Advanced search

Message boards : Graphics cards (GPUs) : GTX 470/480 And linux, all WU crashed.

Author Message
The Brain QC
Send message
Joined: 27 Oct 08
Posts: 27
Credit: 3,211,916
RAC: 0
Level
Ala
Scientific publications
watwatwatwatwatwatwat
Message 17002 - Posted: 13 May 2010 | 16:41:34 UTC

Is there any solution available to make GPUGRID function with fermi cards in Linux environement?

All Wus i got in linux (6.04) crashed. I tried with Ubuntu/Xubuntu/Kubuntu and Suse in their last x64 flavours.

I'm a linux newbie as i just want to use it for crunching faster.



Snow Crash
Send message
Joined: 4 Apr 09
Posts: 435
Credit: 436,442,699
RAC: 718,613
Level
Gln
Scientific publications
watwatwatwatwatwatwatwatwatwatwatwatwat
Message 17008 - Posted: 13 May 2010 | 19:35:41 UTC - in response to Message 17002.

I'm not sure they have released the linux version for fermi yet, should be any day now.

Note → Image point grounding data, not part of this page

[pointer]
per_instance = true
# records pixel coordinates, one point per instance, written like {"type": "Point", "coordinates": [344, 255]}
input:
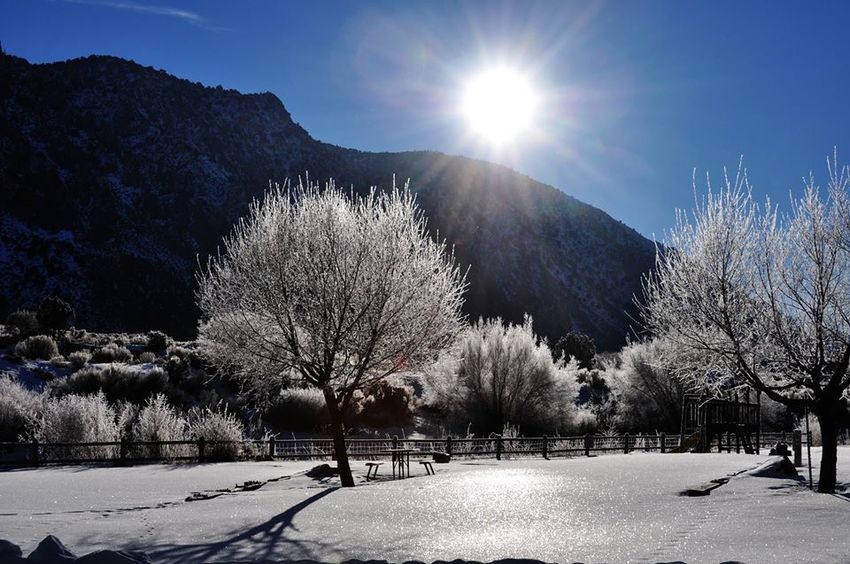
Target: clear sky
{"type": "Point", "coordinates": [631, 96]}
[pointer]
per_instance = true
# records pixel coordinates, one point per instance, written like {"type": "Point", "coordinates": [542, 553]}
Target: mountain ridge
{"type": "Point", "coordinates": [114, 177]}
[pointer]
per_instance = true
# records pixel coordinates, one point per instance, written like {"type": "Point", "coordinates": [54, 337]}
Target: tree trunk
{"type": "Point", "coordinates": [338, 434]}
{"type": "Point", "coordinates": [826, 415]}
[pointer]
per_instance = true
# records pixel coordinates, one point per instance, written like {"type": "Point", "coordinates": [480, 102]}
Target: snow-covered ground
{"type": "Point", "coordinates": [614, 508]}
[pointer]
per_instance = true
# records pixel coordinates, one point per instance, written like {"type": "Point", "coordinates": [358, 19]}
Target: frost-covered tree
{"type": "Point", "coordinates": [336, 291]}
{"type": "Point", "coordinates": [749, 296]}
{"type": "Point", "coordinates": [648, 395]}
{"type": "Point", "coordinates": [503, 374]}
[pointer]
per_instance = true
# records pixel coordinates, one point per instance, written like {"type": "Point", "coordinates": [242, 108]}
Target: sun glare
{"type": "Point", "coordinates": [499, 104]}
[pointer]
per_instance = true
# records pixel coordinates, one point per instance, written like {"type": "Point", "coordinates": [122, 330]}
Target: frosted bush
{"type": "Point", "coordinates": [217, 427]}
{"type": "Point", "coordinates": [37, 347]}
{"type": "Point", "coordinates": [117, 381]}
{"type": "Point", "coordinates": [19, 409]}
{"type": "Point", "coordinates": [112, 352]}
{"type": "Point", "coordinates": [648, 395]}
{"type": "Point", "coordinates": [158, 421]}
{"type": "Point", "coordinates": [79, 419]}
{"type": "Point", "coordinates": [157, 341]}
{"type": "Point", "coordinates": [147, 357]}
{"type": "Point", "coordinates": [502, 373]}
{"type": "Point", "coordinates": [297, 409]}
{"type": "Point", "coordinates": [78, 359]}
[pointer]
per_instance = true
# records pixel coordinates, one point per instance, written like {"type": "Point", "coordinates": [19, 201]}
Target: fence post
{"type": "Point", "coordinates": [797, 443]}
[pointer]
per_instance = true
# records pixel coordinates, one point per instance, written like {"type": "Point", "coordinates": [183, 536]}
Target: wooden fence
{"type": "Point", "coordinates": [127, 452]}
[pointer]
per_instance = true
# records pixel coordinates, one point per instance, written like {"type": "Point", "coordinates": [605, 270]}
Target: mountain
{"type": "Point", "coordinates": [116, 179]}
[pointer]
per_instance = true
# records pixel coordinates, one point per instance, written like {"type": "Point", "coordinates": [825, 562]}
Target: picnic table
{"type": "Point", "coordinates": [400, 459]}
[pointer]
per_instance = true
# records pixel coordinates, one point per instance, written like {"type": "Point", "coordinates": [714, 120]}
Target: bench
{"type": "Point", "coordinates": [372, 469]}
{"type": "Point", "coordinates": [429, 469]}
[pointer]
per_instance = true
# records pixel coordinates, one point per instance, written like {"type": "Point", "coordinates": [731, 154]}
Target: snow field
{"type": "Point", "coordinates": [616, 508]}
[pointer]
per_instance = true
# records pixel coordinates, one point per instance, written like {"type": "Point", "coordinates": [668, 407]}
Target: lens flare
{"type": "Point", "coordinates": [499, 104]}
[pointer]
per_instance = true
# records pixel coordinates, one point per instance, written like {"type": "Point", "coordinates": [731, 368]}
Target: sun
{"type": "Point", "coordinates": [499, 105]}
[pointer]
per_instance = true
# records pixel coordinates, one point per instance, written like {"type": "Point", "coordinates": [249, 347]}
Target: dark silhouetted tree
{"type": "Point", "coordinates": [578, 346]}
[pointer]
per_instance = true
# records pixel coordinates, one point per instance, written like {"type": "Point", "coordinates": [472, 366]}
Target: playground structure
{"type": "Point", "coordinates": [709, 420]}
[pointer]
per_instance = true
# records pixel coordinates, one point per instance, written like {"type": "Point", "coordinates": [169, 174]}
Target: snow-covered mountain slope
{"type": "Point", "coordinates": [115, 178]}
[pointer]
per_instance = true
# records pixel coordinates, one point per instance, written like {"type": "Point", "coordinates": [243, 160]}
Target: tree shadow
{"type": "Point", "coordinates": [266, 538]}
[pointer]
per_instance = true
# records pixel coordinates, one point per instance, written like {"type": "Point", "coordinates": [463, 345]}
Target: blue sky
{"type": "Point", "coordinates": [634, 95]}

To make sure you get the correct WUs for your card and OS go into your GPUGrid preferences and make sure you have "Yes to Run test applications" and then select "ACEMD" and "BETA" in the Run only the selected applications section.
____________
Thanks - Steve

Profile liveonc
Avatar
Send message
Joined: 1 Jan 10
Posts: 292
Credit: 41,567,650
RAC: 0
Level
Val
Scientific publications
watwatwatwatwatwat
Message 17010 - Posted: 13 May 2010 | 19:58:49 UTC - in response to Message 17002.
Last modified: 13 May 2010 | 20:01:50 UTC

I'm a N00B to, it's limited what I can do to help, but being a N00B makes it easier to understand other N00B's (I guess).

Here's a guide to get the latest Drivers for Linux, which aren't always available the easy way.

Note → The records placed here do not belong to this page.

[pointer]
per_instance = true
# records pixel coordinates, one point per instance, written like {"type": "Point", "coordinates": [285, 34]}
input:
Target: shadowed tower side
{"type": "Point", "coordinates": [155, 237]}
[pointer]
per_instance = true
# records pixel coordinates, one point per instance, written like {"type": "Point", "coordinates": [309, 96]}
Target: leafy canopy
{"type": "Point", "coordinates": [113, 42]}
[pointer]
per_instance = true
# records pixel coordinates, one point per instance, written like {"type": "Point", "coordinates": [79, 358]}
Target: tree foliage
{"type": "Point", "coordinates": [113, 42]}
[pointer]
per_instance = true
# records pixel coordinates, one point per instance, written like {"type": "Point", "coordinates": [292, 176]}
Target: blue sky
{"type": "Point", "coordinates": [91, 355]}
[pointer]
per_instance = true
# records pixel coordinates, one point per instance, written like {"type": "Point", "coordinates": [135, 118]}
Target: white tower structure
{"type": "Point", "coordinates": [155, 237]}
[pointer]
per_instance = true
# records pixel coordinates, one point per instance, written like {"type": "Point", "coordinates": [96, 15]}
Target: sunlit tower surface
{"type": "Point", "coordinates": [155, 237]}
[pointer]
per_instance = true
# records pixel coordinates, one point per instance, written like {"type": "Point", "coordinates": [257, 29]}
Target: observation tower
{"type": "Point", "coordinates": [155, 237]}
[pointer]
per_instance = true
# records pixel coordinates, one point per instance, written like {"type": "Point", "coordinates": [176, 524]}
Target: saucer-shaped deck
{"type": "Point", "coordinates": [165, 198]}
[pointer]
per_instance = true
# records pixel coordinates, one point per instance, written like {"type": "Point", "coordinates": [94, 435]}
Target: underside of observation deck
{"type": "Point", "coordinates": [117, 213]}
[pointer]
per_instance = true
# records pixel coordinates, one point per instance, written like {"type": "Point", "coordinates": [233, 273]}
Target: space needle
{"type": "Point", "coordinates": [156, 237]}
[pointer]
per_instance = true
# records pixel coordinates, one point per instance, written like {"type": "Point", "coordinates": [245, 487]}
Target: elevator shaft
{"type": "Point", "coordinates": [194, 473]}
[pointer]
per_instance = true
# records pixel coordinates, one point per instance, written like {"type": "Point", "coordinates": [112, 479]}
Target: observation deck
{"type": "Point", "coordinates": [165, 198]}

1) First step: you must reset the Xorg to its default conf. Before, you should backup it, to avoid any mistakes.

In the Terminal:

$ sudo cp /etc/X11/xorg.conf /etc/X11/xorg.conf.original
$ sudo dpkg-reconfigure -phigh xserver-xorg

2) Installing packages and dependencies:

$ sudo apt-get install build-essential linux-headers-`uname -r`

3) Remove old version drivers:

$ sudo apt-get --purge remove $(dpkg -l | grep nvidia | awk '{print $2}')

Download the driver from nvidia website. You must check your system architecture (x86, 64...)

4) In my case: Ubuntu 64:

$ wget ftp://download.nvidia.com/XFree86/Linux-x86_64/195.36.24/NVIDIA-Linux-x86_64-195.36.24-pkg2.run -O NVIDIA-Linux-195.pkg.run

5) Now, move the installer to /usr/src and link it. Follows:

$ sudo install NVIDIA-Linux-195.pkg.run /usr/src/
$ sudo ln -s /usr/src/NVIDIA-Linux-195.pkg.run /usr/src/nvidia-driver

Kill X:
6) Time to stop X on GDM. So, press "Ctrl+Alt+F1", login and stop gdm:

$ sudo /etc/init.d/gdm stop (If KDE is used write instead: $ sudo /etc/init.d/kdm stop)

Installing NVIDIA Driver
7) Installing:

$ sudo sh /usr/src/nvidia-driver

8) When it is done, restart your computer:

$ sudo reboot

After boot up, go to terminal and:

$ sudo nvidia-xconfig
(I didn't need to do this, but this step is in the origial step-by-step)

BTW, I got this from here: http://forums.nvidia.com/index.php?showtopic=99513 & changed a little bit.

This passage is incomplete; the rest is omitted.